Data Engineer - Pune, India - Coditas
Description
We are looking for data engineers who have the right attitude, aptitude, skills, empathy, compassion, and hunger for learning. Build products in the data analytics space. A passion for shipping high-quality data products, interest in the data products space; curiosity about the bigger picture of building a company, product development and its people.
Roles and Responsibilities
● Develop and manage robust ETL pipelines using Apache Spark (Scala)
● Understand Spark concepts, performance optimization techniques and governance tools
● Develop a highly scalable, reliable, and high-performance data processing pipeline to extract, transform and load data from various systems to the Enterprise Data Warehouse/Data Lake/Data Mesh
● Collaborate cross-functionally to design effective data solutions
● Implement data workflows utilizing AWS Step Functions for efficient orchestration. Leverage AWS Glue and Crawler for seamless data cataloging and automation.
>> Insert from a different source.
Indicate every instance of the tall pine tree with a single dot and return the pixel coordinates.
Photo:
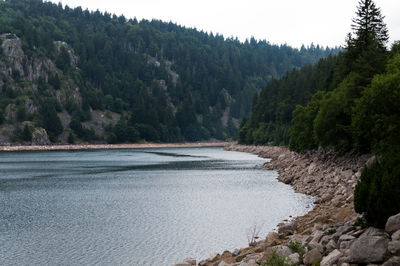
(366, 51)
● Monitor, troubleshoot, and optimize pipeline performance and data quality
● Maintain high coding standards and produce thorough documentation. Contribute to high-level (HLD) and low-level (LLD) design discussions.
Technical Skills
● Minimum 3 years of progressive experience building solutions in Big Data environments.
● Have a strong ability to build robust and resilient data pipelines which are scalable, fault tolerant and reliable in terms of data movement.
● 3+ years of hands-on expertise in Python, Spark and Kafka.
● Strong command of AWS services like EMR, Redshift, Step Functions, AWS Glue, and AWS Crawler.
● Strong hands-on capabilities on SQL and NoSQL technologies.
● Sound understanding of data warehousing, modeling, and ETL concepts
● Familiarity with High-Level Design (HLD) and Low-Level Design (LLD) principles
● Excellent written and verbal communication skills.